Essential requirement: Contrary to the literature and dietary guidelines, which continue to conceal the essential nature of lithium, a glance at the studies suffices to learn that an intake of approximately 1 mg of pure lithium is considered by scientists to be an essential requirement for the prevention of lithium-deficiency-related diseases (which ultimately include all so-called civilization diseases that develop on the basis of chronic inflammation). This also applies to the prevention of neuroinflammation in all chronic secondary diseases such as Spikeopathy, depression and Alzheimer's disease.
A microdose is about 23 mg of lithium orotate (which is 1 mg of pure lithium) or about 26 mg of lithium orotate mono-hydrate (the most common form of lithium orotate, which is also 1 mg of pure lithium) per day. However, even this small amount is currently only available by prescription in Germany and most EU member states, while it is legal in the US, as far as I know.

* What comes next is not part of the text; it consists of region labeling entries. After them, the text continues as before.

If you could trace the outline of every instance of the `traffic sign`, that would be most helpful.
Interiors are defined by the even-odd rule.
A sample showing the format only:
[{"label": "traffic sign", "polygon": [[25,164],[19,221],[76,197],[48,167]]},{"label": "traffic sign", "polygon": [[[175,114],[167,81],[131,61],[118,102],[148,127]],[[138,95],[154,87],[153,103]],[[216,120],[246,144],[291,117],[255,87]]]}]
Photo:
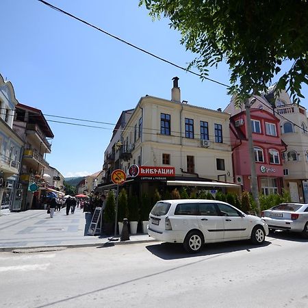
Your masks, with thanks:
[{"label": "traffic sign", "polygon": [[123,184],[126,181],[125,172],[121,169],[116,169],[112,173],[112,181],[115,184]]}]

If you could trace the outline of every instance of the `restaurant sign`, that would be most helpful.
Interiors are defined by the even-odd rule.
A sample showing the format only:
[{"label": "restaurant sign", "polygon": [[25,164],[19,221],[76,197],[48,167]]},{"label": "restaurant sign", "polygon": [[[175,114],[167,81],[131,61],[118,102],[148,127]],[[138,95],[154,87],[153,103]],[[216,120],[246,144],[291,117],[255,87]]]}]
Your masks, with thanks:
[{"label": "restaurant sign", "polygon": [[[135,172],[137,172],[137,170],[138,173],[136,174]],[[133,170],[135,172],[131,172],[131,170]],[[138,166],[137,168],[136,165],[131,165],[129,168],[128,173],[132,177],[138,177],[139,179],[144,181],[166,181],[175,177],[175,168]],[[131,173],[133,173],[133,175]]]}]

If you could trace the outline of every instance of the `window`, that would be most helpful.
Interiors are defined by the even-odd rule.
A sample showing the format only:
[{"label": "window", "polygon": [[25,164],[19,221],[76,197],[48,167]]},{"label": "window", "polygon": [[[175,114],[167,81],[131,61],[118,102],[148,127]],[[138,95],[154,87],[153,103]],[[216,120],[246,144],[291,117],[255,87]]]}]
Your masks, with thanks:
[{"label": "window", "polygon": [[194,120],[185,118],[185,137],[194,139]]},{"label": "window", "polygon": [[266,135],[277,136],[276,133],[276,125],[273,123],[266,123]]},{"label": "window", "polygon": [[175,215],[196,215],[196,203],[179,203],[177,205]]},{"label": "window", "polygon": [[190,173],[194,173],[194,156],[187,157],[187,172]]},{"label": "window", "polygon": [[133,142],[136,142],[136,140],[137,140],[137,124],[135,125],[133,130]]},{"label": "window", "polygon": [[287,154],[287,159],[289,162],[295,162],[297,159],[297,154],[295,151],[290,151]]},{"label": "window", "polygon": [[264,162],[264,157],[263,156],[263,150],[260,148],[253,148],[255,153],[255,162]]},{"label": "window", "polygon": [[270,155],[270,164],[279,164],[279,153],[277,150],[270,149],[268,151]]},{"label": "window", "polygon": [[218,209],[222,216],[240,216],[240,213],[233,207],[227,204],[218,203]]},{"label": "window", "polygon": [[251,120],[251,131],[253,133],[261,133],[260,121],[257,120]]},{"label": "window", "polygon": [[170,165],[170,154],[163,154],[163,165]]},{"label": "window", "polygon": [[207,122],[200,121],[201,139],[203,140],[209,140],[209,123]]},{"label": "window", "polygon": [[198,203],[198,216],[219,216],[215,205],[213,203]]},{"label": "window", "polygon": [[216,158],[217,170],[224,170],[224,159]]},{"label": "window", "polygon": [[283,124],[283,133],[293,133],[293,125],[290,122],[286,122]]},{"label": "window", "polygon": [[222,126],[221,124],[214,124],[215,142],[222,143]]},{"label": "window", "polygon": [[138,138],[140,138],[142,134],[142,118],[139,119],[138,128]]},{"label": "window", "polygon": [[170,114],[160,114],[160,133],[162,135],[170,135]]},{"label": "window", "polygon": [[262,188],[263,193],[266,196],[278,194],[277,181],[275,178],[261,178],[261,187]]}]

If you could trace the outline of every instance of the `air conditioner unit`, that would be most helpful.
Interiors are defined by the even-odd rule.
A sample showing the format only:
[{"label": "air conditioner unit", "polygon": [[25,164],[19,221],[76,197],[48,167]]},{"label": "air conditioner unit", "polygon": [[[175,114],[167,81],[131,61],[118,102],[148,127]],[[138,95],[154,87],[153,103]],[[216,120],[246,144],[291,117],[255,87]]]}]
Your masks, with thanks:
[{"label": "air conditioner unit", "polygon": [[240,118],[240,120],[236,120],[235,121],[235,127],[238,127],[239,126],[244,125],[244,119]]},{"label": "air conditioner unit", "polygon": [[211,142],[209,140],[201,140],[201,146],[203,148],[207,148],[211,144]]},{"label": "air conditioner unit", "polygon": [[242,175],[236,175],[235,181],[238,184],[243,184],[243,176]]}]

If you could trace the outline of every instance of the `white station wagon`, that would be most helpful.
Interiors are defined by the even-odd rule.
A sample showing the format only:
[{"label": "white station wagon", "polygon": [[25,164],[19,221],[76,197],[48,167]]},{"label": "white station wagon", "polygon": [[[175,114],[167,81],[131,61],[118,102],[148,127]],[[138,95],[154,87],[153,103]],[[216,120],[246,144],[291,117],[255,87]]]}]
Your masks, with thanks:
[{"label": "white station wagon", "polygon": [[261,244],[268,228],[260,218],[246,215],[224,202],[176,199],[154,205],[148,233],[162,242],[183,243],[188,252],[198,253],[205,243],[251,239]]}]

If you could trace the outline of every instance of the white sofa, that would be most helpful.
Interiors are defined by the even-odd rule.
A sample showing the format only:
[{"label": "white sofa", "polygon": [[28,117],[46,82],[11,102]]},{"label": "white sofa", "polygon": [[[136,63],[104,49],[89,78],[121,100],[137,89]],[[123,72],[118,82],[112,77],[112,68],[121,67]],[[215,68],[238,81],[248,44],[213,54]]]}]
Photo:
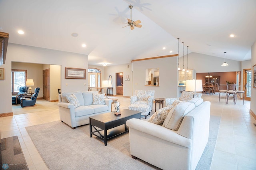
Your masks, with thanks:
[{"label": "white sofa", "polygon": [[[105,105],[92,105],[93,93],[98,94],[98,92],[64,92],[59,95],[58,106],[61,121],[74,129],[76,127],[89,124],[90,116],[110,112],[112,100],[104,99]],[[66,97],[72,94],[76,97],[80,106],[75,108],[74,105],[68,103]]]},{"label": "white sofa", "polygon": [[210,103],[202,102],[185,115],[177,131],[142,120],[127,121],[132,157],[164,170],[194,170],[209,138]]}]

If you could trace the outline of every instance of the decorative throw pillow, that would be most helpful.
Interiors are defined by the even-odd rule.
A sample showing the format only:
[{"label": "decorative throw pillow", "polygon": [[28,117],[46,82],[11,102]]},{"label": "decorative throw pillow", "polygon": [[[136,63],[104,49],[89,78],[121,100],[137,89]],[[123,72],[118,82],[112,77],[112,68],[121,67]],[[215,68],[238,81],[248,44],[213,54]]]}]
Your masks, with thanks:
[{"label": "decorative throw pillow", "polygon": [[76,96],[74,94],[72,94],[70,96],[66,96],[66,98],[68,103],[74,105],[75,108],[80,106],[79,101],[76,98]]},{"label": "decorative throw pillow", "polygon": [[178,130],[184,117],[195,108],[195,105],[190,102],[180,103],[170,111],[163,123],[163,126],[174,130]]},{"label": "decorative throw pillow", "polygon": [[176,100],[172,105],[169,105],[158,110],[153,114],[148,121],[156,125],[162,125],[170,111],[180,102],[181,101]]},{"label": "decorative throw pillow", "polygon": [[96,93],[92,93],[92,99],[93,101],[93,105],[105,105],[105,101],[104,101],[104,97],[105,93],[98,94]]}]

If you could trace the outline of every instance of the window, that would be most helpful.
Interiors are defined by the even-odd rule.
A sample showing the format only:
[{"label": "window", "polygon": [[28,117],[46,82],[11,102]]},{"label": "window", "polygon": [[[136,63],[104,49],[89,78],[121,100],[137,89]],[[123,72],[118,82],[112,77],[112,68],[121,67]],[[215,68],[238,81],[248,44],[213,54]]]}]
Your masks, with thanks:
[{"label": "window", "polygon": [[27,79],[27,70],[12,70],[12,93],[20,91],[20,87],[25,86]]},{"label": "window", "polygon": [[100,87],[101,72],[100,70],[94,68],[88,68],[89,76],[89,87]]}]

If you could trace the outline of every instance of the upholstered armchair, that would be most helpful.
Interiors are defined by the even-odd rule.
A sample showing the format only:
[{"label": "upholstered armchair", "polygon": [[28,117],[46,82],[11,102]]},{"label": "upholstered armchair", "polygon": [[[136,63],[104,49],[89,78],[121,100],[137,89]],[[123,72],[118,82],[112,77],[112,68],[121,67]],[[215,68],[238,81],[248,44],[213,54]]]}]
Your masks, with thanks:
[{"label": "upholstered armchair", "polygon": [[136,90],[135,95],[130,98],[130,104],[148,105],[150,111],[152,110],[154,94],[155,91],[154,90]]},{"label": "upholstered armchair", "polygon": [[202,93],[182,91],[180,97],[171,97],[164,99],[164,107],[172,105],[176,100],[180,101],[187,101],[190,100],[194,97],[201,98],[201,97]]},{"label": "upholstered armchair", "polygon": [[20,87],[19,93],[18,93],[17,95],[12,97],[12,104],[19,104],[21,97],[23,94],[27,93],[28,90],[28,87],[26,86],[22,86]]},{"label": "upholstered armchair", "polygon": [[36,87],[35,93],[32,95],[22,96],[20,99],[20,106],[22,107],[24,107],[25,106],[30,106],[35,105],[40,90],[40,88],[39,87]]}]

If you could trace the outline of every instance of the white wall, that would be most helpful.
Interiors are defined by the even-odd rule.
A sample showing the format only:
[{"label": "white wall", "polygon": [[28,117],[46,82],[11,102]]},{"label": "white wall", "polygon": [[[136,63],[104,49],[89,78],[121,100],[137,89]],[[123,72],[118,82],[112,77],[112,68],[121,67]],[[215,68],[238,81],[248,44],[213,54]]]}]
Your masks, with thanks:
[{"label": "white wall", "polygon": [[[228,53],[227,53],[226,57],[228,55]],[[223,55],[224,55],[224,53],[223,53]],[[180,58],[180,64],[181,59],[182,59],[182,57]],[[194,69],[196,70],[196,73],[239,71],[241,71],[240,61],[227,59],[226,57],[226,62],[229,65],[222,66],[221,65],[224,62],[224,59],[223,58],[196,53],[190,53],[188,54],[188,69]],[[185,67],[186,68],[186,60],[185,60]]]},{"label": "white wall", "polygon": [[58,89],[61,89],[61,70],[60,65],[50,65],[50,101],[58,101]]},{"label": "white wall", "polygon": [[[252,70],[252,66],[256,64],[256,41],[254,42],[253,45],[252,46],[252,65],[251,68],[252,71],[252,77],[253,77],[253,71]],[[252,80],[252,83],[253,83],[253,79]],[[252,87],[253,87],[253,84],[252,84]],[[251,96],[251,106],[250,109],[256,115],[256,88],[252,88]]]},{"label": "white wall", "polygon": [[[178,89],[177,57],[134,61],[133,94],[136,89],[154,90],[154,98],[176,97]],[[159,86],[145,86],[146,69],[159,68]]]},{"label": "white wall", "polygon": [[9,43],[5,64],[4,80],[0,81],[0,114],[12,112],[11,87],[12,61],[54,64],[61,65],[62,92],[87,91],[87,79],[65,79],[65,67],[84,68],[88,75],[88,56],[50,49]]}]

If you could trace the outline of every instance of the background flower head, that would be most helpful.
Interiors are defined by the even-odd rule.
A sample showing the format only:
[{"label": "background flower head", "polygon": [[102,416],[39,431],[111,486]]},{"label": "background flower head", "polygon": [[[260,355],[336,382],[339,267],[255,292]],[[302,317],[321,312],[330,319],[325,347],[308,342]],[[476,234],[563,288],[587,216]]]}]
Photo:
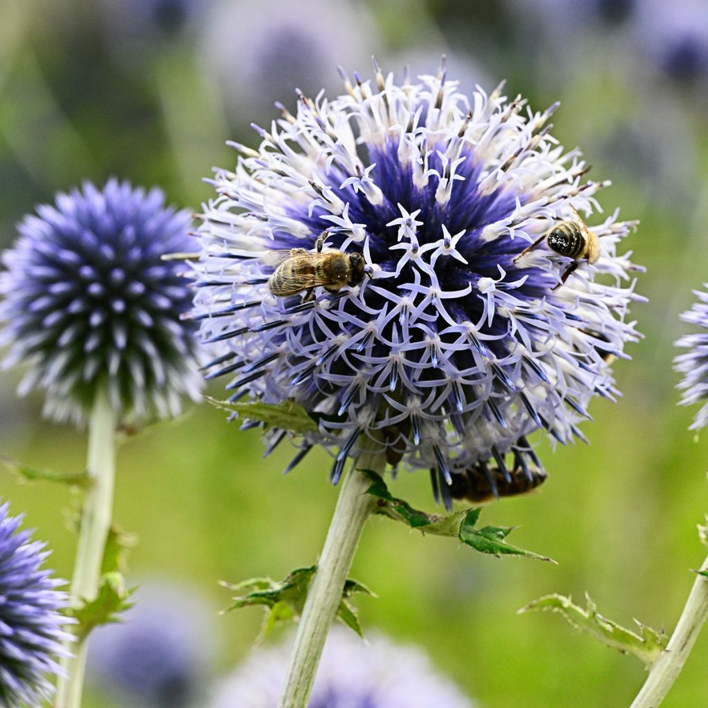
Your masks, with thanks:
[{"label": "background flower head", "polygon": [[191,293],[183,266],[161,260],[193,249],[189,226],[160,190],[115,179],[25,217],[0,273],[3,366],[30,366],[21,394],[43,389],[47,415],[76,421],[103,390],[138,418],[175,415],[183,395],[196,399],[197,344],[180,319]]},{"label": "background flower head", "polygon": [[[285,646],[257,649],[215,692],[210,708],[274,708],[285,680]],[[325,645],[309,708],[472,708],[427,657],[374,634],[362,641],[334,627]]]},{"label": "background flower head", "polygon": [[122,708],[201,704],[214,649],[213,613],[203,598],[174,583],[148,580],[118,624],[88,639],[87,680]]},{"label": "background flower head", "polygon": [[365,5],[352,0],[311,0],[307,11],[287,0],[216,1],[203,28],[202,61],[234,125],[246,128],[269,122],[277,101],[294,105],[296,86],[333,88],[337,63],[367,60],[379,35]]},{"label": "background flower head", "polygon": [[44,544],[20,530],[21,516],[0,506],[0,706],[38,706],[54,692],[49,677],[59,672],[57,658],[70,638],[60,614],[67,605],[57,590],[64,581],[42,570]]},{"label": "background flower head", "polygon": [[[593,223],[606,183],[585,181],[579,152],[549,135],[555,105],[533,112],[501,87],[468,99],[444,72],[346,85],[332,101],[301,96],[217,173],[193,316],[217,354],[210,375],[235,375],[232,399],[320,416],[307,445],[338,448],[335,481],[368,438],[392,464],[430,469],[449,506],[455,473],[491,474],[491,460],[508,477],[508,453],[527,472],[539,464],[529,433],[582,438],[590,399],[616,394],[609,362],[637,338],[632,266],[617,252],[634,224],[617,212]],[[582,219],[592,263],[542,238]],[[268,252],[314,253],[321,234],[361,254],[366,276],[274,297]]]}]

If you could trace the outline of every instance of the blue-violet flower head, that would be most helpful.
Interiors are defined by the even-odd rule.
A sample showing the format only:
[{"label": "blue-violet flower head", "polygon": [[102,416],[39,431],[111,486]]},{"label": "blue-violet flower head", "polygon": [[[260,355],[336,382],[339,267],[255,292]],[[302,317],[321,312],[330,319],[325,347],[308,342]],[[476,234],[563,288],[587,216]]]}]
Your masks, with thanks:
[{"label": "blue-violet flower head", "polygon": [[38,708],[52,695],[49,680],[59,671],[62,629],[71,620],[60,614],[68,600],[57,588],[64,581],[41,569],[49,555],[44,544],[21,530],[21,516],[0,506],[0,708]]},{"label": "blue-violet flower head", "polygon": [[135,605],[88,638],[86,679],[122,708],[183,708],[199,702],[212,652],[213,611],[173,582],[141,583]]},{"label": "blue-violet flower head", "polygon": [[163,254],[193,251],[186,211],[156,188],[110,180],[60,193],[19,224],[0,273],[5,368],[30,368],[21,394],[46,392],[45,413],[81,422],[100,391],[122,415],[176,415],[201,377],[184,266]]},{"label": "blue-violet flower head", "polygon": [[[449,508],[456,474],[493,476],[493,460],[508,479],[508,454],[530,479],[527,435],[582,438],[590,399],[617,394],[610,363],[638,338],[639,299],[617,246],[635,224],[591,219],[608,183],[585,181],[580,152],[551,136],[555,105],[532,112],[501,86],[468,98],[444,70],[401,86],[377,67],[373,84],[343,78],[345,95],[301,96],[296,115],[258,128],[257,150],[236,146],[235,172],[217,172],[193,316],[209,375],[235,373],[232,399],[316,414],[296,459],[332,446],[336,481],[378,445],[430,469]],[[590,256],[549,247],[544,234],[581,219]],[[362,277],[275,297],[269,252],[286,249],[288,267],[321,258],[321,236]],[[269,435],[270,448],[285,433]]]},{"label": "blue-violet flower head", "polygon": [[[472,708],[419,649],[375,633],[368,639],[365,644],[343,627],[332,629],[309,708]],[[253,651],[222,682],[210,708],[275,708],[287,666],[286,649]]]},{"label": "blue-violet flower head", "polygon": [[[704,287],[708,290],[708,283]],[[678,388],[683,390],[681,405],[703,404],[689,426],[689,430],[695,430],[708,423],[708,292],[704,290],[693,292],[698,301],[681,315],[681,319],[696,325],[702,331],[685,334],[676,342],[676,346],[685,347],[690,350],[679,354],[674,359],[674,368],[685,375],[678,384]]]}]

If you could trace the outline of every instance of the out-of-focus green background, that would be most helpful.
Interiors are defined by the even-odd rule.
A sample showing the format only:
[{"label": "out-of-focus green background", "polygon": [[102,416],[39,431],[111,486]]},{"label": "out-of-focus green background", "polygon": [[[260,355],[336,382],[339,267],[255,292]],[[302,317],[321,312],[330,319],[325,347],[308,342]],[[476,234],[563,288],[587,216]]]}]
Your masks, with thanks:
[{"label": "out-of-focus green background", "polygon": [[[649,4],[0,0],[2,246],[24,213],[86,178],[158,184],[198,210],[211,195],[202,178],[235,162],[227,139],[255,145],[250,122],[275,117],[273,101],[292,105],[287,87],[334,92],[336,64],[368,77],[372,53],[400,76],[406,62],[434,73],[445,52],[466,90],[506,78],[535,110],[561,101],[554,134],[583,148],[593,178],[614,183],[603,208],[641,220],[626,243],[647,267],[638,290],[650,302],[632,313],[645,341],[616,367],[623,397],[591,406],[590,446],[552,452],[539,441],[544,486],[484,512],[487,523],[519,527],[512,542],[559,564],[482,556],[375,518],[351,573],[379,595],[358,601],[365,629],[423,645],[481,708],[629,705],[644,678],[639,662],[559,617],[515,610],[545,593],[582,600],[587,591],[617,621],[670,631],[705,551],[696,524],[708,511],[708,440],[687,430],[695,411],[676,406],[672,343],[690,330],[678,316],[692,288],[708,280],[708,48],[698,33],[697,49],[682,54],[680,23],[675,31],[660,18],[652,29]],[[671,13],[683,1],[663,4]],[[692,23],[701,23],[705,13]],[[15,399],[18,380],[0,377],[0,454],[81,469],[85,435],[42,422],[38,396]],[[258,432],[207,404],[123,445],[115,518],[139,537],[129,579],[188,583],[215,614],[229,602],[217,581],[281,578],[312,563],[337,490],[324,453],[282,476],[292,452],[262,459]],[[392,488],[432,510],[426,476],[402,474]],[[3,476],[0,496],[26,513],[52,567],[69,577],[69,490]],[[256,609],[215,617],[213,675],[244,656],[261,620]],[[666,708],[708,704],[707,661],[708,632]],[[108,705],[96,689],[85,704]]]}]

Sources of Lithium Orotate
In principle, any pharmacy can dispense lithium orotate in the form of an individually prepared prescription, which is always an individual mixture (that must be prescribed by a doctor in some countries). In Germany prescription drugs can only be manufactured and shipped after the original prescription has been received. Accordingly, a doctor would have to prescribe the capsules with 1 or 5 mg of lithium in the form of lithium orotate as needed, so that the pharmacy can prepare the corresponding prescription. The duration of use then determines the size of the prescription: 10 capsules, 30 capsules for one month, or 90 capsules for three months.
Disclaimer of Liability
All considerations presented here are based on publicly available documents and studies, most of which are also linked. Nevertheless, the author does not assume any liability for the contents and possible errors. This also applies to quantities. These are generally based on the requirements of an average adult. Deviations in dosage may result from lifestyle, gender, age, body size, pre-existing conditions, and especially from existing medications. Supplements should therefore only be taken after consultation with a trusted physician - the author assumes no liability for unauthorized use. It goes without saying that lithium preparations must be kept away from children, for example, due to their medicinal effects.